El Espíritu Santo que mi Padre enviara en mi nombre os enseñara todo. Jn 16, 26; 16, 13.
El Espíritu todas las cosas penetra, aun las mas intimas de Dios. I Cor2, 10.
Dios es el que obra todas las cosas, en todos. Asi uno recibe del Espíritu hablar con sabiduría [...] otro, la gracia de curar enfermedades [...]; quien el don de hacer milagros [...]; quien el don de profecía [...]. Mas todas estas cosas las causa el mismo indivisible Espíritu, repartiéndolas a cada uno según quiere. I Cor 12, 6-11.
Fuisteis santificados, fuisteis justificados en nombre de nuestro Señor Jesucristo, por el Espíritu de nuestro Dios. I Cor 6, 11.
La caridad de Dios ha sido derramada en nuestros corazones por el Espíritu Santo que se nos ha dado. Rom 5, 5.
Elegidos según la previsión de Dios Padre para ser santificados por el Espíritu. I Pdr 1, 2.
La gracia de Nuestro Señor Jesucristo, la caridad de Dios y la participación del Espíritu Santo sea en vosotros. 2 Cor 13, 13.
Los varones santos de Dios hablaron siendo inspirados del Espíritu Santo. 2 Pdr 1, 21.
A nosotros nos lo ha revelado Dios por medio de su Espíritu.

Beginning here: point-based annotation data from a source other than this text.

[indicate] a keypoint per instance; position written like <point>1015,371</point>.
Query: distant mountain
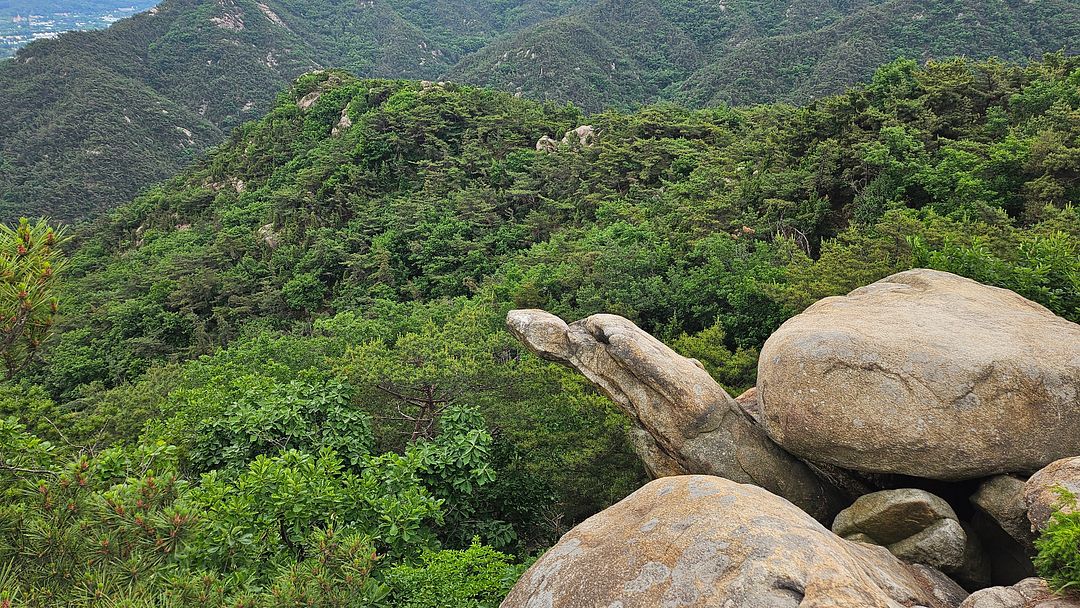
<point>709,52</point>
<point>94,117</point>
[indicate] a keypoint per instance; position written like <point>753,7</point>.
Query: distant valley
<point>92,118</point>
<point>23,22</point>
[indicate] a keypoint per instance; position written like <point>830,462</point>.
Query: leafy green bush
<point>477,577</point>
<point>1058,546</point>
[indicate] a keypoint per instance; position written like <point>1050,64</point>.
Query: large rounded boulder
<point>925,374</point>
<point>706,541</point>
<point>1045,491</point>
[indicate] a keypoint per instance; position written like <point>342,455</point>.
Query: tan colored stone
<point>925,374</point>
<point>1041,490</point>
<point>705,542</point>
<point>684,421</point>
<point>1001,498</point>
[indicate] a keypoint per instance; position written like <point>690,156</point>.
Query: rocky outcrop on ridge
<point>925,374</point>
<point>685,422</point>
<point>706,541</point>
<point>923,380</point>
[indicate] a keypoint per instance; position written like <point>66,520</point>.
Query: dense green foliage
<point>1058,546</point>
<point>94,117</point>
<point>30,258</point>
<point>282,376</point>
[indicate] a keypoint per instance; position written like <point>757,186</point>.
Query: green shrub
<point>1058,557</point>
<point>477,577</point>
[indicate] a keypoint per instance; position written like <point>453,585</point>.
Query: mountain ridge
<point>71,149</point>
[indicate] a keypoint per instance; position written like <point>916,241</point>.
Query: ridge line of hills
<point>95,117</point>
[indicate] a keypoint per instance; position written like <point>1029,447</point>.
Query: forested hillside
<point>283,375</point>
<point>92,118</point>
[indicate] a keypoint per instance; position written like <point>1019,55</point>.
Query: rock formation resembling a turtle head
<point>684,421</point>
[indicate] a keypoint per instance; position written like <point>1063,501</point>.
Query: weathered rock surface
<point>343,123</point>
<point>1001,498</point>
<point>915,525</point>
<point>925,374</point>
<point>1029,593</point>
<point>583,135</point>
<point>547,145</point>
<point>684,421</point>
<point>1040,492</point>
<point>704,541</point>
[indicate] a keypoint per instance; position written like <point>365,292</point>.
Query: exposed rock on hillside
<point>583,136</point>
<point>685,421</point>
<point>706,541</point>
<point>1001,498</point>
<point>917,527</point>
<point>1041,492</point>
<point>925,374</point>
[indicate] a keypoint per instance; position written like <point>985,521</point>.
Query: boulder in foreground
<point>705,541</point>
<point>684,422</point>
<point>925,374</point>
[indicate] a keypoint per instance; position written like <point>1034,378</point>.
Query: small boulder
<point>547,145</point>
<point>309,99</point>
<point>584,136</point>
<point>1001,498</point>
<point>1041,492</point>
<point>915,526</point>
<point>925,374</point>
<point>707,541</point>
<point>343,123</point>
<point>684,422</point>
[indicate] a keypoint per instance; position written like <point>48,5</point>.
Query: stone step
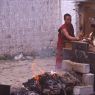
<point>80,45</point>
<point>83,90</point>
<point>78,67</point>
<point>88,79</point>
<point>67,53</point>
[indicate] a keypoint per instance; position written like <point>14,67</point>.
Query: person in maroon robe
<point>65,34</point>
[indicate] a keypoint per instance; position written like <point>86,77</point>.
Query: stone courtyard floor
<point>14,73</point>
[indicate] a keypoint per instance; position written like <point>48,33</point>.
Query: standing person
<point>65,34</point>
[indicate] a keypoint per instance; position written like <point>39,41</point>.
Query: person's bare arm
<point>64,31</point>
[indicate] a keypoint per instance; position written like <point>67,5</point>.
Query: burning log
<point>50,84</point>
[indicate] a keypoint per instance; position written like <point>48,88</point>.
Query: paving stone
<point>78,67</point>
<point>83,90</point>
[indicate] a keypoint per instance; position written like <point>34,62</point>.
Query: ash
<point>50,84</point>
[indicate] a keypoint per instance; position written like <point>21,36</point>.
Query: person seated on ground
<point>65,34</point>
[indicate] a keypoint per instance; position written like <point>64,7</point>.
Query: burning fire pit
<point>50,84</point>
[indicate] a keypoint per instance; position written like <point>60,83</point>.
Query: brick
<point>78,67</point>
<point>91,56</point>
<point>88,79</point>
<point>83,90</point>
<point>80,45</point>
<point>67,53</point>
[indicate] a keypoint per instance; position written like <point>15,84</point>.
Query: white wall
<point>28,25</point>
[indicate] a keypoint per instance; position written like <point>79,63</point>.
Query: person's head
<point>67,18</point>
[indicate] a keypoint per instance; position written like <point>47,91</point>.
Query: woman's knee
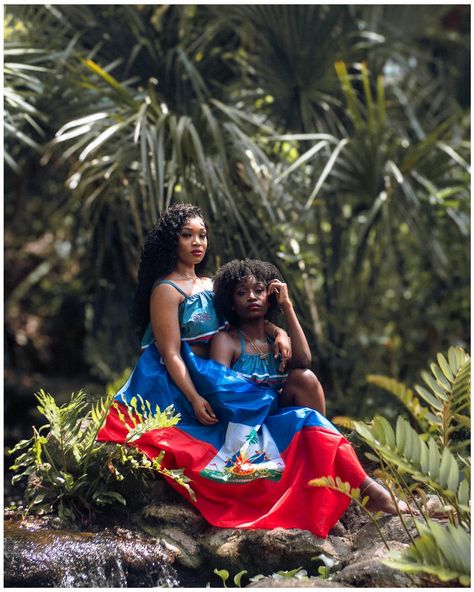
<point>303,389</point>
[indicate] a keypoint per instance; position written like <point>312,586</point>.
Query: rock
<point>366,569</point>
<point>185,548</point>
<point>267,551</point>
<point>54,558</point>
<point>185,516</point>
<point>391,527</point>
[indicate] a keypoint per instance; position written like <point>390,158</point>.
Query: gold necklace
<point>186,276</point>
<point>263,355</point>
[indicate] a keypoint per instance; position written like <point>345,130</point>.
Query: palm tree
<point>335,174</point>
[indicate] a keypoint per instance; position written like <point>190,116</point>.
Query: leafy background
<point>331,140</point>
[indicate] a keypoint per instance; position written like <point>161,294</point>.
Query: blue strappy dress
<point>252,468</point>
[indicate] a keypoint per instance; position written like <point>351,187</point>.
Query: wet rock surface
<point>169,544</point>
<point>36,557</point>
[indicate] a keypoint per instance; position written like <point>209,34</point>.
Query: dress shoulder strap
<point>242,343</point>
<point>158,282</point>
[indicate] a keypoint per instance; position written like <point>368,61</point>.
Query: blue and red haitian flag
<point>250,470</point>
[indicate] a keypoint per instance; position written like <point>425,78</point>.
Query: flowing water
<point>35,557</point>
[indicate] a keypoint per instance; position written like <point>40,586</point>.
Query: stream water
<point>35,557</point>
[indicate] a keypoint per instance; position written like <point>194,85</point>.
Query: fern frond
<point>448,395</point>
<point>406,450</point>
<point>144,419</point>
<point>406,396</point>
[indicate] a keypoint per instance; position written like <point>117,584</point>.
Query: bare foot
<point>381,501</point>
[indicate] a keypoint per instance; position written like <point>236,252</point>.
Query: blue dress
<point>252,468</point>
<point>260,371</point>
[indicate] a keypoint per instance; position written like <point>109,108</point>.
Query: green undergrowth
<point>68,472</point>
<point>425,461</point>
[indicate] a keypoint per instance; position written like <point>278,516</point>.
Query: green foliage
<point>69,471</point>
<point>281,574</point>
<point>435,455</point>
<point>441,552</point>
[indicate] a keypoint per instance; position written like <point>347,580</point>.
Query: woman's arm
<point>164,304</point>
<point>301,357</point>
<point>281,345</point>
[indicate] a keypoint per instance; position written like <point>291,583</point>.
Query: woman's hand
<point>282,347</point>
<point>203,411</point>
<point>281,292</point>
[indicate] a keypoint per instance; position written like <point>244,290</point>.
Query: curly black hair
<point>159,256</point>
<point>230,274</point>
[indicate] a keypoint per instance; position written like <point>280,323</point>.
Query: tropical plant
<point>433,458</point>
<point>69,471</point>
<point>352,180</point>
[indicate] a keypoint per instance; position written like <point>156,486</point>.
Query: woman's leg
<point>303,389</point>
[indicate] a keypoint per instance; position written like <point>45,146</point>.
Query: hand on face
<point>282,348</point>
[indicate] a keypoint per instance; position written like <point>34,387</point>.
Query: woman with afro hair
<point>249,293</point>
<point>248,459</point>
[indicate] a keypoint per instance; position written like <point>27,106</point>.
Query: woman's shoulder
<point>207,283</point>
<point>227,336</point>
<point>167,290</point>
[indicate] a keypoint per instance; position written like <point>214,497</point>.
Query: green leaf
<point>443,364</point>
<point>238,577</point>
<point>223,574</point>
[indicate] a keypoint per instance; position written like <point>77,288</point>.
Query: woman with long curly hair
<point>248,459</point>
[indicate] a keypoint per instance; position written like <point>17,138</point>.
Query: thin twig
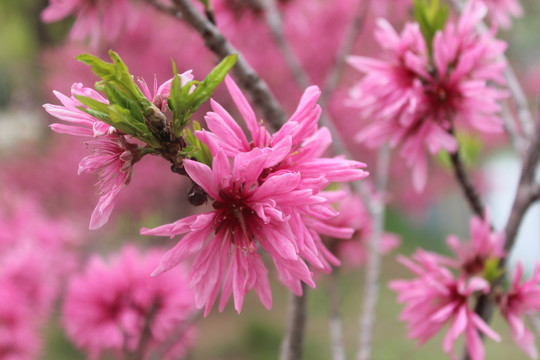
<point>247,78</point>
<point>293,343</point>
<point>171,10</point>
<point>336,327</point>
<point>527,192</point>
<point>275,24</point>
<point>373,272</point>
<point>473,199</point>
<point>356,26</point>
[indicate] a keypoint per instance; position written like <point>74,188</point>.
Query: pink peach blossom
<point>416,101</point>
<point>522,298</point>
<point>109,305</point>
<point>435,298</point>
<point>248,212</point>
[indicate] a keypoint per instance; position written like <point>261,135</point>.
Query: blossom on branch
<point>521,299</point>
<point>246,215</point>
<point>436,298</point>
<point>423,92</point>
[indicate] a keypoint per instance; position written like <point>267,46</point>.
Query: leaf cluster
<point>431,16</point>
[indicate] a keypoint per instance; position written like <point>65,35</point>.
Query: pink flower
<point>109,305</point>
<point>416,102</point>
<point>436,298</point>
<point>113,155</point>
<point>521,299</point>
<point>483,245</point>
<point>94,18</point>
<point>80,123</point>
<point>308,142</point>
<point>247,213</point>
<point>502,11</point>
<point>112,160</point>
<point>19,339</point>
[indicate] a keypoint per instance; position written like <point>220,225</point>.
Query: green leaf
<point>492,271</point>
<point>196,148</point>
<point>116,74</point>
<point>431,17</point>
<point>470,148</point>
<point>184,103</point>
<point>204,90</point>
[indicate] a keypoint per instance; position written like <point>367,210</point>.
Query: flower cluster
<point>266,193</point>
<point>33,261</point>
<point>423,92</point>
<point>113,152</point>
<point>117,307</point>
<point>436,296</point>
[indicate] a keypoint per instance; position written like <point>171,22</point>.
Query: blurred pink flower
<point>484,244</point>
<point>521,299</point>
<point>502,11</point>
<point>19,339</point>
<point>109,306</point>
<point>416,102</point>
<point>93,18</point>
<point>246,212</point>
<point>434,298</point>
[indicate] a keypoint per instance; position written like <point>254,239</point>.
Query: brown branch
<point>275,24</point>
<point>247,78</point>
<point>473,199</point>
<point>356,26</point>
<point>373,272</point>
<point>293,343</point>
<point>527,192</point>
<point>524,114</point>
<point>336,327</point>
<point>170,10</point>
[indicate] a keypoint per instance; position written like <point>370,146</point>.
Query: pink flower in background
<point>19,338</point>
<point>436,298</point>
<point>93,18</point>
<point>109,305</point>
<point>417,103</point>
<point>248,212</point>
<point>502,11</point>
<point>484,244</point>
<point>521,299</point>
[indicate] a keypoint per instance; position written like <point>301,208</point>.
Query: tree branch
<point>336,327</point>
<point>373,272</point>
<point>247,77</point>
<point>293,343</point>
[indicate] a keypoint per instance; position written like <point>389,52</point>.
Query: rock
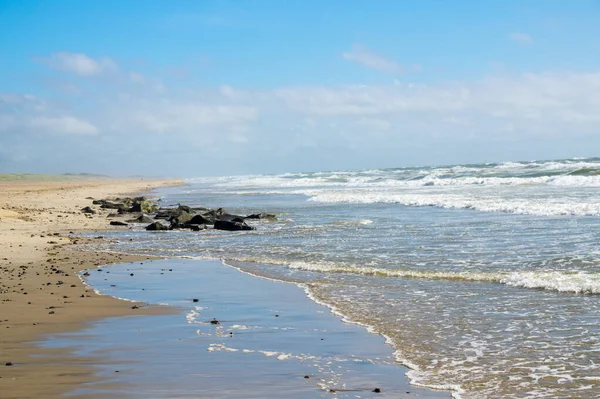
<point>112,205</point>
<point>142,204</point>
<point>156,226</point>
<point>181,218</point>
<point>228,216</point>
<point>262,216</point>
<point>141,219</point>
<point>199,219</point>
<point>117,223</point>
<point>229,225</point>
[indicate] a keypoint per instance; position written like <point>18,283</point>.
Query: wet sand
<point>243,337</point>
<point>40,292</point>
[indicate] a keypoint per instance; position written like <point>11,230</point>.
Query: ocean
<point>485,278</point>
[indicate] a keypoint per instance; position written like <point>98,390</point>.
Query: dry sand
<point>40,292</point>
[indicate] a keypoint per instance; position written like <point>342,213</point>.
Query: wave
<point>534,206</point>
<point>567,173</point>
<point>573,282</point>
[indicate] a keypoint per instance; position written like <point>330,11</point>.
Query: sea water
<point>485,278</point>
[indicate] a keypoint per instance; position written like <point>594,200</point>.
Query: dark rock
<point>142,204</point>
<point>181,218</point>
<point>230,217</point>
<point>156,226</point>
<point>141,219</point>
<point>262,216</point>
<point>117,223</point>
<point>112,205</point>
<point>232,226</point>
<point>200,219</point>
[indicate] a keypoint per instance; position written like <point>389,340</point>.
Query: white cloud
<point>521,38</point>
<point>68,125</point>
<point>80,64</point>
<point>362,55</point>
<point>308,122</point>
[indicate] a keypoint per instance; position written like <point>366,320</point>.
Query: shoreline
<point>266,338</point>
<point>40,290</point>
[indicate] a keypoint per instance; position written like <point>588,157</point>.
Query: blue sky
<point>192,88</point>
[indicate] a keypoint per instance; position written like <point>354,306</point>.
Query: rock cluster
<point>143,210</point>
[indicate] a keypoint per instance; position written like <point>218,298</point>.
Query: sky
<point>209,88</point>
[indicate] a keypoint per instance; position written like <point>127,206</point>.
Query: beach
<point>41,292</point>
<point>64,332</point>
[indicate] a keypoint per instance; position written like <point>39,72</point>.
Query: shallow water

I Cor 2, 10.
Cuando seáis conducidos ante los tribunales para dar testimonio de mi, no penseis lo que habéis de hablar, puesto que quien habla entonces es el Espíritu del Padre, que habla por vosotros. Mt 10, 18-20.
Cuando viniere el Consolador, el Espíritu de verdad que procede, del Padre, y que yo os enviare de parte de mi Padre, El dará testimonio de mi. Jn 15, 26.
Cuando venga el Espíritu de verdad me glorificara, porque recibirá de lo mío y os lo anunciara. Jn 16, 4.
Yo rogare al Padre y os dará otro Consolador. Mas el Consolador, el Espíritu Santo, que el Padre enviara en mi nombre, os lo enseñara todo. Jn 14, 16-26.
Dios envió a vuestros corazones el Espíritu de su Hijo. Cal 4, 6.